Laureto in pittura all’Accademia di Belle Arti di Venezia, Artini ha sviluppato la sua pratica artistica all’interno dell’Atelier F sotto la guida di Carlo Di Raco, autore del testo curatoriale che accompagna la mostra. E, a proposito di mostra, quello che vediamo a Ortisei è una nuova serie di dipinti che riflette l’interesse dell’artista per la neve come superficie in costante trasformazione, un materiale che conserva ed erode, stratifica e scompare, offrendo una visione della montagna come ambiente mutevole e atmosferico piuttosto che come luogo fisso.
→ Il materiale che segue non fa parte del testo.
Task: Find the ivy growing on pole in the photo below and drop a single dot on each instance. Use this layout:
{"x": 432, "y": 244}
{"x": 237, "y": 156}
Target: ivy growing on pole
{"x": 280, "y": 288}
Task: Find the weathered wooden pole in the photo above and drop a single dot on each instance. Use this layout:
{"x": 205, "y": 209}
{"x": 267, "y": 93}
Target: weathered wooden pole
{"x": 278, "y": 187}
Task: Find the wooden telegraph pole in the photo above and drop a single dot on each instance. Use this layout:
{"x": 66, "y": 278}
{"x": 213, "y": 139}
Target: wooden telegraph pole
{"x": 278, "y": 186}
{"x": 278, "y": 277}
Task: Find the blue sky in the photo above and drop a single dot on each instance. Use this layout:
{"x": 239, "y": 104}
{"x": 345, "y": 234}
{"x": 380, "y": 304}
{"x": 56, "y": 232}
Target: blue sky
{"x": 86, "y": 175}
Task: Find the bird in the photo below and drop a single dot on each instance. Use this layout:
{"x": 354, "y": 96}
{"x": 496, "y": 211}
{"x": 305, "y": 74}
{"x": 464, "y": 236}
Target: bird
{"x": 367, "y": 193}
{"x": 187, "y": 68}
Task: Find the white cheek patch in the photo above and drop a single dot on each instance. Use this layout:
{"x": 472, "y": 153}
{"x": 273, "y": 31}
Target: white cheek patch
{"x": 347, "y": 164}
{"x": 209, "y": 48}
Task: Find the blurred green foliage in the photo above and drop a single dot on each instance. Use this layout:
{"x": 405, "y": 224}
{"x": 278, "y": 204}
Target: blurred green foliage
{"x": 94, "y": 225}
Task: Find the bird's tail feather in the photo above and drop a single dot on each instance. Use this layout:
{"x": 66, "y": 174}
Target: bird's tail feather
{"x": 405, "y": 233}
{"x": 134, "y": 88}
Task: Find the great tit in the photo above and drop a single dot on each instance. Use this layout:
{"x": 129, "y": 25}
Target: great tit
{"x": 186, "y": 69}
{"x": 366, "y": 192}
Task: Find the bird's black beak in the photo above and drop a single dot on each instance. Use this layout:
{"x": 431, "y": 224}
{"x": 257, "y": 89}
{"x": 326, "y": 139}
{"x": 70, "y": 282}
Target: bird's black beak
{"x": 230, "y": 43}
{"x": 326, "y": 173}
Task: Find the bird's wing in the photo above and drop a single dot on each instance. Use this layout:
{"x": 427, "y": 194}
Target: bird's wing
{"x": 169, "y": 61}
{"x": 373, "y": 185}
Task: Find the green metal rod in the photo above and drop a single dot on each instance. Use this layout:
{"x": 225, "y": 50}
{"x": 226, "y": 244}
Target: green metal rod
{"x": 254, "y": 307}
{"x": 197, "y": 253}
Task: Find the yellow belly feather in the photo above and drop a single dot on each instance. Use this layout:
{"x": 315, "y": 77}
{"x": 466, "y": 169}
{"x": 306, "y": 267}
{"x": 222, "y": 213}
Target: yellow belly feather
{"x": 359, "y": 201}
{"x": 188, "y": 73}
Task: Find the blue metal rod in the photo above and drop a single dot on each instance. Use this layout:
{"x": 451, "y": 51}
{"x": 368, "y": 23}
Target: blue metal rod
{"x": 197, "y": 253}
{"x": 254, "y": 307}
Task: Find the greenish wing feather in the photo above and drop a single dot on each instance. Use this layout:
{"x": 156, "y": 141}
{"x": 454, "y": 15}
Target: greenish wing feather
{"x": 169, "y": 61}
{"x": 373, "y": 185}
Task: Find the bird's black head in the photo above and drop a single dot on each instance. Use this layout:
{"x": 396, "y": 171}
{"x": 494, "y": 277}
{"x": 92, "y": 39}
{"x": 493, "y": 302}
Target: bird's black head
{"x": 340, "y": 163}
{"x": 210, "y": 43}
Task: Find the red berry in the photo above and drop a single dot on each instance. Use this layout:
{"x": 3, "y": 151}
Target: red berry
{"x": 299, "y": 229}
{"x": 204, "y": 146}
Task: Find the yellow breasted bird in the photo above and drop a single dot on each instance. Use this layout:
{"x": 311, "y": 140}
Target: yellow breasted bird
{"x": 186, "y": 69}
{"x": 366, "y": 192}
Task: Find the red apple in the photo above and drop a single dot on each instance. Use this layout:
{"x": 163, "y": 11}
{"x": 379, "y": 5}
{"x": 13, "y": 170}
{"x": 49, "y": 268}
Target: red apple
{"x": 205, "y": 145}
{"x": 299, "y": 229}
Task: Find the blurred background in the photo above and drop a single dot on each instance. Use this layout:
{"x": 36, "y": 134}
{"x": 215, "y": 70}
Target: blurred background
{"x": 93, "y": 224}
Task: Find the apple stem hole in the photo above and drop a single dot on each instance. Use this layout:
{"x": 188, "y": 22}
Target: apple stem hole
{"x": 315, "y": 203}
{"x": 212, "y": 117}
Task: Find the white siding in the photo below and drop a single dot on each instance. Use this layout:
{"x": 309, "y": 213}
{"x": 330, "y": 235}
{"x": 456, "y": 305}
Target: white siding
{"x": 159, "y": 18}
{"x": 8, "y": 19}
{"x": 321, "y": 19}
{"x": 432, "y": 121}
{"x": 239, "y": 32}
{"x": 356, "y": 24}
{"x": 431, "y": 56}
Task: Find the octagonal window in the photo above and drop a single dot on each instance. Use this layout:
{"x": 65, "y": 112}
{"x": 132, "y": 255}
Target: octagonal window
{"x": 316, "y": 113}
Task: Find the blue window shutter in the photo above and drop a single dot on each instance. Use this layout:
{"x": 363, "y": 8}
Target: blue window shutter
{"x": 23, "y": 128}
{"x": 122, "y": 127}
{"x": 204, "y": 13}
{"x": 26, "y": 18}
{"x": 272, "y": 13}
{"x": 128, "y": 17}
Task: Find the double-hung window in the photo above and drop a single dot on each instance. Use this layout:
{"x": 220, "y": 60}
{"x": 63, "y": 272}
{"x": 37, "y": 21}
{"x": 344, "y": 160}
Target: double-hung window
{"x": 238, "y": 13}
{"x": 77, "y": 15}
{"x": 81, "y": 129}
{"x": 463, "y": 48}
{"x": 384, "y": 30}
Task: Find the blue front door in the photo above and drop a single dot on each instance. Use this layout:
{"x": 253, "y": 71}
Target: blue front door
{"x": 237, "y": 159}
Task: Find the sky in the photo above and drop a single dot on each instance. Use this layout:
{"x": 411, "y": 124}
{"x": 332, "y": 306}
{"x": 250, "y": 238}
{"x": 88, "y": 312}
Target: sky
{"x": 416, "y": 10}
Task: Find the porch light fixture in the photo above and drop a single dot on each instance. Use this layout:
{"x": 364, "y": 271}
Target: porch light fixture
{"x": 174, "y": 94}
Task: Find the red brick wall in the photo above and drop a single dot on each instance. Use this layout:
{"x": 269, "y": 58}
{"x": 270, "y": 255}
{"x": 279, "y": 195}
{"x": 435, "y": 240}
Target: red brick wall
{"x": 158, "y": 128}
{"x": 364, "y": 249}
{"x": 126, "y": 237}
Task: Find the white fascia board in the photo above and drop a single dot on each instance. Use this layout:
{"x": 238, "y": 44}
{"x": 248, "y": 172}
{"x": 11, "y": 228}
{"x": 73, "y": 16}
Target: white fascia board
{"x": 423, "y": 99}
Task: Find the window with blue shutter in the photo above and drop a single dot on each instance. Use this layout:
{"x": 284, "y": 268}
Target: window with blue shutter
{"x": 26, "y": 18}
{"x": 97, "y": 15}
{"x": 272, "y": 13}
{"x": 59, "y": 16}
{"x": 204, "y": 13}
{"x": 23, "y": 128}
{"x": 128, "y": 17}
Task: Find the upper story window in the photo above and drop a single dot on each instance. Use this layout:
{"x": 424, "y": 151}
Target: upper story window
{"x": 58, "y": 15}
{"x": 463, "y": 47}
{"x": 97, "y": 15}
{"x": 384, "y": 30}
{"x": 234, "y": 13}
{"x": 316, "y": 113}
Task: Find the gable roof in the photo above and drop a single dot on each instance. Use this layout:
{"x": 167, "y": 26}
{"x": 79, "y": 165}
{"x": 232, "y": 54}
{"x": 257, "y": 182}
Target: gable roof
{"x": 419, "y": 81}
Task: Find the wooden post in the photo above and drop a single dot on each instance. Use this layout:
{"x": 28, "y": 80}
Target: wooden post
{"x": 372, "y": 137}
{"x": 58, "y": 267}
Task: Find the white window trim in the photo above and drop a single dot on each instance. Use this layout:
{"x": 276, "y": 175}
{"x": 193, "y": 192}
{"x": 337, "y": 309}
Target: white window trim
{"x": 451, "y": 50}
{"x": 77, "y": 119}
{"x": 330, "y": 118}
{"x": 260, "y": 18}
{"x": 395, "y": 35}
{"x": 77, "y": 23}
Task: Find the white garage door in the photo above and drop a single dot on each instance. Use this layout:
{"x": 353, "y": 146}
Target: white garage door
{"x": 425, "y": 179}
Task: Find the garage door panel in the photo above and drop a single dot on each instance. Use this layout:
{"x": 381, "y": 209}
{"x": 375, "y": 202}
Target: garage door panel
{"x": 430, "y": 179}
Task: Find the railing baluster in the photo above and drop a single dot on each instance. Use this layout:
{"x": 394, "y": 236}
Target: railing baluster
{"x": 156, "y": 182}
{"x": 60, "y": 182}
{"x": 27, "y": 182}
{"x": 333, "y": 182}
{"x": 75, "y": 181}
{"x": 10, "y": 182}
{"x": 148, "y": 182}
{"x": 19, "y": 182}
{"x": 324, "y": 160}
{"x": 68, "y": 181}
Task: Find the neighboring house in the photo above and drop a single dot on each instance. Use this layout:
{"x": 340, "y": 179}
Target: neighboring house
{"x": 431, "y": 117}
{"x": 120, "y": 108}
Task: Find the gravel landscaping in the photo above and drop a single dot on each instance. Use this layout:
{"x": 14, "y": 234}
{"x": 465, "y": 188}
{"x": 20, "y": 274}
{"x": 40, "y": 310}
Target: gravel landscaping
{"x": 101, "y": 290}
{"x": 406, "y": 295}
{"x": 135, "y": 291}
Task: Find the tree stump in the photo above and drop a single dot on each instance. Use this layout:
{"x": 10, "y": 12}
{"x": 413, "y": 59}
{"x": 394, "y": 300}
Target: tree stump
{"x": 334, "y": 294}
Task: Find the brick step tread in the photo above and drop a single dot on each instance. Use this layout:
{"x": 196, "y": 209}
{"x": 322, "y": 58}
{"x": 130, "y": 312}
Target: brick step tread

Artini, che sa sempre bilanciare riconoscibilità e astrazione attraverso un misurato gioco di densità materica e trasparenza luminosa, con l’occasione della mostra It’s Cold Outside – titolo che evoca sia l’atmosfera stagionale che la distanza emotiva che caratterizza la sua visione delle montagne – lascia che le opere, per quanto dirette in termini di immagine, rivelino una relazione stratificata tra percezione, memoria e distanza. Non ci troviamo mai di fronte a raffigurazioni di luoghi specifici, piuttosto stiamo al cospetto di ricostruzioni di paesaggi che nascono da ricordi, tracce culturali e motivi alpini familiari, che Artini utilizza consapevolmente per indagare il ruolo dell’immaginario collettivo.
È chiaro, di fronte a queste opere, che il giovane artista si dimostra ben capace nell’evitare la retorica ambientalista, concentrandosi invece sulla presenza dell’esperienza umana all’interno della scena naturale, in linea con una riflessione ispirata da Andrea Zanzotto.